9. Check existing and new medication interactions

It’s important to be aware of new medications prescribed by the doctor to your loved one. Ask their physician and pharmacist to make sure that it won’t create any adverse reaction when taken with their other prescription drugs. According to the Alzheimer’s Association, medication interactions may cause negative side effects and may result in aggressive behaviors.

10. Caregivers and family members should always provide reassurances

According to the Alzheimer’s Association, it’s helpful when you try to say calming phrases such as:
“You’re safe here”
“I’m sorry that you are upset”
“I’m here”
“I won’t leave you”

These words work like a soothing balm that calms down your loved ones and makes them feel safe. It’s equally important that you maintain your composure when they get violent or aggressive. Don’t get upset, just be positive, remain calm and reassuring. Try to always speak slowly in a soft tone.

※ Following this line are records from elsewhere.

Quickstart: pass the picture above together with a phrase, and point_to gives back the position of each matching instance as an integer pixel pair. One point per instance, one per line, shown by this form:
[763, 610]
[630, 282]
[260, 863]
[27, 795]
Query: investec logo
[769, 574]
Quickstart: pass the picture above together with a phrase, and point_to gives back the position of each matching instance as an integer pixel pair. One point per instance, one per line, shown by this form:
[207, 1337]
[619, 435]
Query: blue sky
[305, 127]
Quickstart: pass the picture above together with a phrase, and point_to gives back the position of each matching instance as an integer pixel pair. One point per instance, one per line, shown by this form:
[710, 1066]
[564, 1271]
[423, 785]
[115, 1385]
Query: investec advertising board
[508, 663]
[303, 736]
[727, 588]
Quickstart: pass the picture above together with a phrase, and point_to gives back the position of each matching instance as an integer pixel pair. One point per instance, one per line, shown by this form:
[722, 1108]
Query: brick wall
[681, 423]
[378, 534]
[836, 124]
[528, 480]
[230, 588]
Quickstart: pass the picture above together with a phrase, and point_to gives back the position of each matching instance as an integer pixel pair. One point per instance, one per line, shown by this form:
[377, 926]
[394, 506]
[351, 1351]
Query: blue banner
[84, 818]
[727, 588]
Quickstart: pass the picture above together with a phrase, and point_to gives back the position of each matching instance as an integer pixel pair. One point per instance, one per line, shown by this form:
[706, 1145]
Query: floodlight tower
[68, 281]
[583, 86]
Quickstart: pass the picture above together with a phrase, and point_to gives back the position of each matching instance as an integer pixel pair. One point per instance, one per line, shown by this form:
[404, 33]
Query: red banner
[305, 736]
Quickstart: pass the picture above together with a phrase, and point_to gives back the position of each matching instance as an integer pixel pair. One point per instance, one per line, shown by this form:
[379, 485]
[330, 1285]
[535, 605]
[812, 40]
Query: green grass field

11. Use memorabilia and make them remember the good times
You can always try reminding them about their old adventures, people and places they liked to visit. You can bring pictures or sing their favorite songs. If they have no memory of past events, or they get upset when you bring them up, change the topic, and talk about something else. (You may want to keep in handy a list of things to talk about in case you get stuck.)

12. Ensure everyone’s safety: the patient with dementia, you, or your caregiver
“Make sure you and the person are safe. If the person is unable to calm down, seek assistance from others. Always call 911 in emergency situations. If you do call 911, make sure to tell responders the person has dementia, which causes them to act aggressively.”- Alzheimer’s Association

These are effective strategies that you can try to converse with persons who lost the ability to communicate due to their mental condition. We know that taking care of them can be pretty challenging and it’s one of life’s most difficult situations to be in. But learning how to practice a lot of patience and listening, will get you through it.